The deeply influential and remarkably private author Harper Lee died yesterday, and readers responded with touching reflections on her life and work. Because Lee was notorious for declining interviews and closely guarding the details of her personal life, to celebrate her is to celebrate her writing. And to celebrate her writing, most critics and fans would agree, is to celebrate To Kill a Mockingbird, the only novel she’d ever published until a prequel-sequel was released last year, with dubious consent on Lee’s part.

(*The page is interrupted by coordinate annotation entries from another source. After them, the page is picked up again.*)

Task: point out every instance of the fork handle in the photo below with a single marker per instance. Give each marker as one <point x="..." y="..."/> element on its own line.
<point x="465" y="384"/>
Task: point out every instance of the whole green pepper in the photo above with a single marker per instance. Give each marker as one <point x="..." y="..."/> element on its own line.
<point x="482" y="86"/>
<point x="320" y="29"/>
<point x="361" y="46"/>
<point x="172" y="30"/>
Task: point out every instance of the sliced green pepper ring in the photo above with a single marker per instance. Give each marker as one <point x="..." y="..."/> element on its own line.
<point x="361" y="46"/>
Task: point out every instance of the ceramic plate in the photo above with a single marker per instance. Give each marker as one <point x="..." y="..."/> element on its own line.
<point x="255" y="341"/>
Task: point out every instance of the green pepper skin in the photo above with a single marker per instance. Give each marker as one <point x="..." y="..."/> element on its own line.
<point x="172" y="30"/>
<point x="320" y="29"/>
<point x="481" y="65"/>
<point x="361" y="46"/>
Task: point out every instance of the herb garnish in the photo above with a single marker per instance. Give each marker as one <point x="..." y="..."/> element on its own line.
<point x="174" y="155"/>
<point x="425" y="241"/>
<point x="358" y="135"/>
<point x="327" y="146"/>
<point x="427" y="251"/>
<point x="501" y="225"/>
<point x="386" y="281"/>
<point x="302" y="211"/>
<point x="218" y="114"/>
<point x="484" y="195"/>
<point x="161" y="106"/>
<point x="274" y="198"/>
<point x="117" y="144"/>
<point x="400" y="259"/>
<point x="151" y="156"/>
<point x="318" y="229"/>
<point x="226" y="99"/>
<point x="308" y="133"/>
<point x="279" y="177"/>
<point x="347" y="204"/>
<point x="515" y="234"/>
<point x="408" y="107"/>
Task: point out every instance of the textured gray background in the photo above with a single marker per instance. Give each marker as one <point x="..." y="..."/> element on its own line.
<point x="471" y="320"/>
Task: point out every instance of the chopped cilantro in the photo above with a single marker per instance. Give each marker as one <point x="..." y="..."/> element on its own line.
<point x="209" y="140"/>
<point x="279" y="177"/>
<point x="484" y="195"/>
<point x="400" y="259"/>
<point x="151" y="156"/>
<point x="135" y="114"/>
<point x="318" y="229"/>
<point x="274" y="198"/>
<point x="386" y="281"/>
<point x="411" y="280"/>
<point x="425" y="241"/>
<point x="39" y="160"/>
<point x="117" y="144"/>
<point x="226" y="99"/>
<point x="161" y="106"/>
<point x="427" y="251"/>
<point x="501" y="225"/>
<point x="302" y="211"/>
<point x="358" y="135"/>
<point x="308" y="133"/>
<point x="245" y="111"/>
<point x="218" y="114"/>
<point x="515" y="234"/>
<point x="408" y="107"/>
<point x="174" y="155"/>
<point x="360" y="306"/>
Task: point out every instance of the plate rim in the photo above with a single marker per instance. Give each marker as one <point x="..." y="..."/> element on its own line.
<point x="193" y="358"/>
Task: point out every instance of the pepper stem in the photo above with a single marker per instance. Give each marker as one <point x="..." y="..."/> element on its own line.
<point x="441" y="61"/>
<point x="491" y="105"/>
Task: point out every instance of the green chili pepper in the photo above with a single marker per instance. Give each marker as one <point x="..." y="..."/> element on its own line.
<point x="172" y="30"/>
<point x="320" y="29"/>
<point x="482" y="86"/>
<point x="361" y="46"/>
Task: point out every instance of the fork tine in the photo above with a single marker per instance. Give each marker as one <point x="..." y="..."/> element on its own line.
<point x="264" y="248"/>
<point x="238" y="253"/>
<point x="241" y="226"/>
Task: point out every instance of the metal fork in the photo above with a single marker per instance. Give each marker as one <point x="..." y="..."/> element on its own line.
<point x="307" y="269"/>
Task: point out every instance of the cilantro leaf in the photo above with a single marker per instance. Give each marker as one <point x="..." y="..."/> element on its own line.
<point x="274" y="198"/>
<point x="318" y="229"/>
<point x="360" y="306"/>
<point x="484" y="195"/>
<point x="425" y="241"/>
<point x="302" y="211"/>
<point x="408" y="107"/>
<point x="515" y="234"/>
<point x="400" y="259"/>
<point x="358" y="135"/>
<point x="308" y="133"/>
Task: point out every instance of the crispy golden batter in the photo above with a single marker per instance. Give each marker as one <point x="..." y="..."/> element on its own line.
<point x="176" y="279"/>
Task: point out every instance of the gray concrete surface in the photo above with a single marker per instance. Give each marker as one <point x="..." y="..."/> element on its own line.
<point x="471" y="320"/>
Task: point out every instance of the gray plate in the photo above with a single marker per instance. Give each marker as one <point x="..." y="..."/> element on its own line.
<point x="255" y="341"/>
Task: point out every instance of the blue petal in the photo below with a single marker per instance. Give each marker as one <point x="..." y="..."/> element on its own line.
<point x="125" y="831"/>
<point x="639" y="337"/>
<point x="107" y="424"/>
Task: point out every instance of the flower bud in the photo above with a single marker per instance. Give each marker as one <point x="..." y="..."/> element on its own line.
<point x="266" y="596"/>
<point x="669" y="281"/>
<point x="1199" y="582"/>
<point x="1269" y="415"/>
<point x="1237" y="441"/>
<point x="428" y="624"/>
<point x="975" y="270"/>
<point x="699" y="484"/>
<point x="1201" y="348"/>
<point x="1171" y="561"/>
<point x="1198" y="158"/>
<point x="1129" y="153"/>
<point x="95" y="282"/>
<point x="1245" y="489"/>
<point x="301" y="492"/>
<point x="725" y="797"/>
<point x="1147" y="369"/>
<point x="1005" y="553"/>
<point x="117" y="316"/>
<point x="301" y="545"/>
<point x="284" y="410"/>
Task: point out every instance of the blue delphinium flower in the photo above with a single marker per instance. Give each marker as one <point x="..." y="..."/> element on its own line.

Before the publication of Go Set a Watchman, Lee was praised by high school English teachers and other American literature lovers for her creation of Atticus Finch, a kind yet stern father who wields the book of law like a valiant weapon, all in the name of justice. So when Watchmen revealed a darker side of the character, one muddied by bigoted beliefs, readers felt bamboozled.
Even if we can’t unknow the reality of Lee’s once-laudable Atticus, there’s a lot to enjoy, and unpack, in her classic novel -- namely the gutsy, complex actions of another character who’s too-often overlooked as the book’s true heart. While we now know Atticus to be an unquestioning supporter of certain societal norms, his plucky daughter, Scout, questions everything, allowing the reader to do the same. Lee’s choice -- or rather, her editor’s -- to narrate the story from her still-congealing perspective is what gives the story its uniquely powerful shape.
Stories told from the vantage point of kids -- that is, not yet fully socialized adults -- are tricky. On one hand, they allow us to look at the world around us through curious, unfocused eyes, raising questions about traditions and judgments we’ve accepted as normal.
On the other hand, an ignorant narrator can make for a pretty straightforward plot, devoid of nuance and full of myopic observations. Anyone who read The Catcher in the Rye for the first time post-high school knows what I’m talking about. Kids are brilliant, yes, but they’re also stubborn, whiny and self-centered -- not exactly the best companions to cozy up with for 200 or so pages.
Harper Lee seems to have agreed with this, and her pesky, thoughtful young narrator is that much better for it. Scout breaks rules, wears unladylike clothes, and speaks when she’s not supposed to. It’s easy to imagine her future as a subversive performance artist, or a headstrong petitioner for women’s rights. But Lee graces her character with negative qualities, too; her stubbornness is a double-edged sword. At the book’s start she makes snap judgments about her less fortunate classmates and her insistent aunt, who’s appalled by Scout’s outfit choices.
In spite of her wiliness, Scout’s defining characteristic is her persistent desire to ask questions rather than make assumptions. Throughout To Kill a Mockingbird, she’s hemmed in by the declarative demands of others; Mrs. Caroline insists that she shouldn’t read, Jem insists that she shouldn’t eat fruit found near the Radley’s place; Aunt Alexandra insists that she should act more ladylike. Sometimes, Scout rebels against these structures by forging her own path, but often, before she does so, she asks questions, hoping to understand matters for herself.
Atticus, conversely, speaks like a walking rulebook. You’ll find more periods in his lines of dialogue than question marks, indicating a steadfastness of thought. Compared with Scout, the slangy, wild child who gives the story its voice, he’s more symbolic than human -- which made him easy to valorize. His ability to speak assuredly is admirable in the eyes of 8-year-old scout -- and thus, anyone reading a book told from her perspective -- but such in-the-lines thinking doesn’t make for a dynamic character, or a character open to racial progress, either. This is especially clear now that Lee’s Watchman has pulled back the curtain on the sordid, human contradictions within him, but a close reading of the earlier book reveals that Scout might’ve been the more progressive, and therefore more admirable, character all along.
Atticus might have boldly defended Tom Robinson, but he chuckles about women not being able to serve on the jury (what a gas that’d be!). He asserts that within the walls of a courtroom, all men are equal -- but asserts also that “some people are smarter than others […] some men make more money than others, some ladies make better cakes than other.” Some people, he seems to say, are born better, nurture over nature be damned.
While Scout internalizes some of this hierarchical thinking, she pushes back against it, too. By Atticus’s implied standards, she’s born to bake cakes rather than make money, but she would rather roll around in a junky tire than spruce herself up in a pretty dress. In reading To Kill a Mockingbird, we get to see which social standards cement, and which she’s able to leave her own mark on while the pavement’s still wet.